The six types of data are:
- Integer
- Real
- Double precision
- Complex
- Logical
- Character
Each type is different and may have a different internal
representation. The type may affect the interpretation of
the operations involving the datum.
The name employed to identify a datum or a function also
identifies its data type. A symbolic name representing a
constant, variable, array, or function (except a generic
function) must have only one type for each program unit.
Once a particular name is identified with a particular type
in a program unit, that type is implied for any usage of the
name in the program unit that requires a type.
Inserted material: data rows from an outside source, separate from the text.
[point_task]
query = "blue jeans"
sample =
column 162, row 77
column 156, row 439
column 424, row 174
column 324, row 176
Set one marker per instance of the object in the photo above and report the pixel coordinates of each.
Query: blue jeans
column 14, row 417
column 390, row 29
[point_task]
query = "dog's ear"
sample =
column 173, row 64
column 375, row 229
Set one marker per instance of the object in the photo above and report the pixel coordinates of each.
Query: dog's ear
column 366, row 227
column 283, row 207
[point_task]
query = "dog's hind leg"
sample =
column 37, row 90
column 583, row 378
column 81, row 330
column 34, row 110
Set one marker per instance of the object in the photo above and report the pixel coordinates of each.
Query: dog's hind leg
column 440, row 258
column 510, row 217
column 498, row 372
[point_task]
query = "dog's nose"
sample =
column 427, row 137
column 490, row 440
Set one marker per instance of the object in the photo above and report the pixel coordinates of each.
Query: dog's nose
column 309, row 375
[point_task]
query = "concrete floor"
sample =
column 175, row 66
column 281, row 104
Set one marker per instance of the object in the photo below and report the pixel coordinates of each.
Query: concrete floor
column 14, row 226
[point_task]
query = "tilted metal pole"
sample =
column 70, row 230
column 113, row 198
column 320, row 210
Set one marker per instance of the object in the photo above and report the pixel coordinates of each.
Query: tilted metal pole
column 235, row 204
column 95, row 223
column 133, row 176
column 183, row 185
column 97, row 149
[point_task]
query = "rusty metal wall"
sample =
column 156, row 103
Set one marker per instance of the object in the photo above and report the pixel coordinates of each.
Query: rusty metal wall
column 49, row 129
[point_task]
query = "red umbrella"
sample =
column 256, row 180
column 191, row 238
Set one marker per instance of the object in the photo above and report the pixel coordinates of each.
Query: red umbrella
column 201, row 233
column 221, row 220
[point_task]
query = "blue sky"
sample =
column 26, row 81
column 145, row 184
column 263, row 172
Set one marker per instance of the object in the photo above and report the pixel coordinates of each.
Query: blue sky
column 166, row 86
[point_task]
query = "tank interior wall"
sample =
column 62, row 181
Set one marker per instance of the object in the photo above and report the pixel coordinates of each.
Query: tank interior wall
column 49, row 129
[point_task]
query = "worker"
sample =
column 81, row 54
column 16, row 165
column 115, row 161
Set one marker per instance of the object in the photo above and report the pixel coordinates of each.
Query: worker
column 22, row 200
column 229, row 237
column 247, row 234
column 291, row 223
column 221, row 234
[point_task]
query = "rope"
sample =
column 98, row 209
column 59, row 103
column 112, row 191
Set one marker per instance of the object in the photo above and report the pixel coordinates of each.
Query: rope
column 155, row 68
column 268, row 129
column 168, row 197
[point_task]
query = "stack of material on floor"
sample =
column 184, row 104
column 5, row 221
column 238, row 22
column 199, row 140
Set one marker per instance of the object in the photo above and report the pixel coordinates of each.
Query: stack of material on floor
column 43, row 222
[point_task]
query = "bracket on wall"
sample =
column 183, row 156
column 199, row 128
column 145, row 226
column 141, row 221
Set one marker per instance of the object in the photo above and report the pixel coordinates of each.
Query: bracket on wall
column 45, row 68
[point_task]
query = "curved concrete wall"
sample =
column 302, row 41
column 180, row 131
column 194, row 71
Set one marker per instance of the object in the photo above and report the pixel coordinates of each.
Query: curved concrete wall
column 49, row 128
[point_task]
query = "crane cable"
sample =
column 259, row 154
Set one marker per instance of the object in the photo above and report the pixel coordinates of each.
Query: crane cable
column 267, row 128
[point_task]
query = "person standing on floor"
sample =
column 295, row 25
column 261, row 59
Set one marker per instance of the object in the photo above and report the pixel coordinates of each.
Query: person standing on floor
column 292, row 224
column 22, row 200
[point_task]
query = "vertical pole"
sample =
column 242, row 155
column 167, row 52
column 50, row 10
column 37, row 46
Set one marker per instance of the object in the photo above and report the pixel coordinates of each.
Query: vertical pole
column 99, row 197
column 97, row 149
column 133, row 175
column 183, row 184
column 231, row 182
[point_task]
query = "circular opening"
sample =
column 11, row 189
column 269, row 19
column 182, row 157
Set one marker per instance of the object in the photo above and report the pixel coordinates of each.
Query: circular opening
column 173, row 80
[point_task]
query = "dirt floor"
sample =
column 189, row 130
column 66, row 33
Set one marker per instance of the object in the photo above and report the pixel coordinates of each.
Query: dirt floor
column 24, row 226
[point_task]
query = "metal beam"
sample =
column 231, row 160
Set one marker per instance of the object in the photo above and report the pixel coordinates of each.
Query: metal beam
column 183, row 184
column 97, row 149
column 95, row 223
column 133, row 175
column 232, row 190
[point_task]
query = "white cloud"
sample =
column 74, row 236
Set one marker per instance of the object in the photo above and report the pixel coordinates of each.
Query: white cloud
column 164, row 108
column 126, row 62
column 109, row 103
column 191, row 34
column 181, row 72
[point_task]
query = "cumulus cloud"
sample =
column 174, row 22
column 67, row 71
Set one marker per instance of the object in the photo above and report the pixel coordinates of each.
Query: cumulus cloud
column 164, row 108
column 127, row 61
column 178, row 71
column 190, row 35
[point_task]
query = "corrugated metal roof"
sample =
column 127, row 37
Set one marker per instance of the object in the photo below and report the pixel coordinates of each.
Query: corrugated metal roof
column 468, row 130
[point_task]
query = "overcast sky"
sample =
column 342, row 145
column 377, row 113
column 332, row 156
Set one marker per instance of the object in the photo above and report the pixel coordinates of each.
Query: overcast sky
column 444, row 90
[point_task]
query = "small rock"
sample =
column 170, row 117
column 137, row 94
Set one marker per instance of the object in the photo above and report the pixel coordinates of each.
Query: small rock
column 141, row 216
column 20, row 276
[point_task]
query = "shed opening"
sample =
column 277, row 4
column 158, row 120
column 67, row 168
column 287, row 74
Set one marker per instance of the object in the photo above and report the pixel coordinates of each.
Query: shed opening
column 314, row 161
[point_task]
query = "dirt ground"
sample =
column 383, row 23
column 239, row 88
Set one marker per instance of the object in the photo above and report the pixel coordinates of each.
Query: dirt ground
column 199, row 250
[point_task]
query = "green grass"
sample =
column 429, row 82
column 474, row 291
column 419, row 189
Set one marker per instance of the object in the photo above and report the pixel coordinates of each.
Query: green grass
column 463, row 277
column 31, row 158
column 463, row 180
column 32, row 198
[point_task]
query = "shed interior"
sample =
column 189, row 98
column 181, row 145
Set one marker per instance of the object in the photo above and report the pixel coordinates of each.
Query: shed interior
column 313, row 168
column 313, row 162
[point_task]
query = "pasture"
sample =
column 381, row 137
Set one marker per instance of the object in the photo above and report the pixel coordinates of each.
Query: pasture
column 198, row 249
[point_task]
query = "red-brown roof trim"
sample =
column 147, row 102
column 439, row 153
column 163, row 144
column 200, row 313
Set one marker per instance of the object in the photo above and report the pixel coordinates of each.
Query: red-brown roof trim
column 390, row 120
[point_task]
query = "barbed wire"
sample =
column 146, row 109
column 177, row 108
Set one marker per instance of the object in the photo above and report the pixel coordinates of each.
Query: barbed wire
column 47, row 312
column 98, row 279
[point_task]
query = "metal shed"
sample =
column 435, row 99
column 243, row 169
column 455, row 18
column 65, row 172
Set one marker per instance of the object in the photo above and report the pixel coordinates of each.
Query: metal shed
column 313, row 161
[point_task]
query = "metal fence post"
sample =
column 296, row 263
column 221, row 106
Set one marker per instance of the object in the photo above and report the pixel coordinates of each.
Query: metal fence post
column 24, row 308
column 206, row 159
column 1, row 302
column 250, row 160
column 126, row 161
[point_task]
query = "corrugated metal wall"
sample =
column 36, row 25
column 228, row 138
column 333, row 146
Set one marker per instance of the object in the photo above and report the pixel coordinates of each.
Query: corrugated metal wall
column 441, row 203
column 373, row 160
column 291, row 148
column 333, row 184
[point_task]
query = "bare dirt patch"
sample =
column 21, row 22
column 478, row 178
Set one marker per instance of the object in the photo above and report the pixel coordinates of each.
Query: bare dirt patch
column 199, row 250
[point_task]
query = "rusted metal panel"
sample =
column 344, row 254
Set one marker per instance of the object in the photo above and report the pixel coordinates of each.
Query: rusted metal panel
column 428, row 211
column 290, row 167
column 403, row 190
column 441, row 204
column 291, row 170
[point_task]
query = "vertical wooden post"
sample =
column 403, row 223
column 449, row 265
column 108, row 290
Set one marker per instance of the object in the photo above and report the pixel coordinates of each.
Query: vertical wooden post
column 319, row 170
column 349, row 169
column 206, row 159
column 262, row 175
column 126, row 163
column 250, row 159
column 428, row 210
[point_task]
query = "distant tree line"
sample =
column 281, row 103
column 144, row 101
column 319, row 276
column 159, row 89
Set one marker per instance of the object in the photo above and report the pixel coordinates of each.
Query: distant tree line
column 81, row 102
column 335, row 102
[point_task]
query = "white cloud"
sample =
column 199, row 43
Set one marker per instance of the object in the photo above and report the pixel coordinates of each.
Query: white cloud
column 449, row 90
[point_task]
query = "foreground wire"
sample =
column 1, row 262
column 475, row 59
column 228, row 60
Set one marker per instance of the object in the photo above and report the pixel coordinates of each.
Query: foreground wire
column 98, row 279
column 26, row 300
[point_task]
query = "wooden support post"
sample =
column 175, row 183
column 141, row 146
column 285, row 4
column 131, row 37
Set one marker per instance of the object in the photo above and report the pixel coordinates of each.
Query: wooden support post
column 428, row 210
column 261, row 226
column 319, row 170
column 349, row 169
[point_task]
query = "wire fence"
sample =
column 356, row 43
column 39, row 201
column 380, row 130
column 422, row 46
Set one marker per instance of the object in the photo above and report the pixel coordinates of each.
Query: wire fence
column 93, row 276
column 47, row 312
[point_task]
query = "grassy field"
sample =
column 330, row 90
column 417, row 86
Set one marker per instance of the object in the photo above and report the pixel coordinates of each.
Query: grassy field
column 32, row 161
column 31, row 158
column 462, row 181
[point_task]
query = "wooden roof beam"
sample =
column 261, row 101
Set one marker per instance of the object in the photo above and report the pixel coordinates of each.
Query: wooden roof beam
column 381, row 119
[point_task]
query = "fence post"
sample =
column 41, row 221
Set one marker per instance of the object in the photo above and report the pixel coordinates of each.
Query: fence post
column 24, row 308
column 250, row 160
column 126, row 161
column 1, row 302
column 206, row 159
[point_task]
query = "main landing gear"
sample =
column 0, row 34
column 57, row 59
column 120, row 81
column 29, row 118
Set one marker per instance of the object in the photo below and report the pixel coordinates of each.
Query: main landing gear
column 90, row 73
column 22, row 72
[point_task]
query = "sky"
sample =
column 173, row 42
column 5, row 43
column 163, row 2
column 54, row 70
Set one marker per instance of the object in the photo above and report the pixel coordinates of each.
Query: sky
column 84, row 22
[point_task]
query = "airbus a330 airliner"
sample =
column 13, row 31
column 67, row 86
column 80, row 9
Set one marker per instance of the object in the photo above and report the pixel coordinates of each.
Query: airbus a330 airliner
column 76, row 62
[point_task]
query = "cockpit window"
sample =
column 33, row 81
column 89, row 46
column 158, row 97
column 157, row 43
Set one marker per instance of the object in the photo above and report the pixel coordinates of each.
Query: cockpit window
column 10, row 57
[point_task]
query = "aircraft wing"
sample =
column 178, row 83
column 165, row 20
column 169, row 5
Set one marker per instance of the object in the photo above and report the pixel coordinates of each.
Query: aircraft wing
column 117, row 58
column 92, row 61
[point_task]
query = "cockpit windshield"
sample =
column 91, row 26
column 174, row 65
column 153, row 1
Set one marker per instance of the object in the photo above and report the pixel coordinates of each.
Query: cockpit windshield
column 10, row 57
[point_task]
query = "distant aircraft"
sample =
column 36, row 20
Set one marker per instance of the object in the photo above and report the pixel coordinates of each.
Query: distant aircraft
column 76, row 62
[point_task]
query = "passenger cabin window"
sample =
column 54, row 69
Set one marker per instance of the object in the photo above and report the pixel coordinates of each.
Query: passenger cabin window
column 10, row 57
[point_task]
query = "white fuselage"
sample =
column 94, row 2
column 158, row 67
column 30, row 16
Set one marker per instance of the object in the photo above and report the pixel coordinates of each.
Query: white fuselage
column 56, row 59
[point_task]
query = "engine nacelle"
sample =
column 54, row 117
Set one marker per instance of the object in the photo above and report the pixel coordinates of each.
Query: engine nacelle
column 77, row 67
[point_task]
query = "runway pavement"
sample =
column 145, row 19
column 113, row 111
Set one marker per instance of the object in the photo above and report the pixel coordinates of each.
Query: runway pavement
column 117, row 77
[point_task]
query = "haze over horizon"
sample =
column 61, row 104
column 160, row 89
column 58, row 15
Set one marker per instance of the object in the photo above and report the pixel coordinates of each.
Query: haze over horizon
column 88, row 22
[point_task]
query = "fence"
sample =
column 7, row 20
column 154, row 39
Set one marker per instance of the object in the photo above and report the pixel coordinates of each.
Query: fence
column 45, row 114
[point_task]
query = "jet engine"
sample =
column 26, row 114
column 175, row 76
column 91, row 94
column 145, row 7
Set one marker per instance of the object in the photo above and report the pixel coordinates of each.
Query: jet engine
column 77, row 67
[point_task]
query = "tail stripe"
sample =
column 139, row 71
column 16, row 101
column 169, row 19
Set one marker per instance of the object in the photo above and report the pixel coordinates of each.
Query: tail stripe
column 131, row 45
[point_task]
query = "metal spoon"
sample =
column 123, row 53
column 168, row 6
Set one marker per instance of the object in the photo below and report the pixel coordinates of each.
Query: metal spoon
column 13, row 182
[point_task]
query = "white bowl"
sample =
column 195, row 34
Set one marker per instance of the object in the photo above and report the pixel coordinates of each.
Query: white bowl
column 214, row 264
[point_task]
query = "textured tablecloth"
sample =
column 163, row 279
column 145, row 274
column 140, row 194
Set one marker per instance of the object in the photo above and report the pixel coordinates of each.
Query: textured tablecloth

A symbolic name that identifies a constant, variable, array,
external function, or statement function may have its type
specified in a type-statement (
8.4) as integer, real, double
precision, complex, logical, or character. In the absence
of an explicit declaration in a type-statement, the type is
implied by the first letter of the name. A first letter of
I, J, K, L, M, or N implies type integer and any other
letter implies type real, unless an IMPLICIT statement (
8.5)
is used to change the default implied type.
The data type of an array element name is the same as the
type of its array name.
The data type of a function name specifies the type of the
datum supplied by the function reference in an expression.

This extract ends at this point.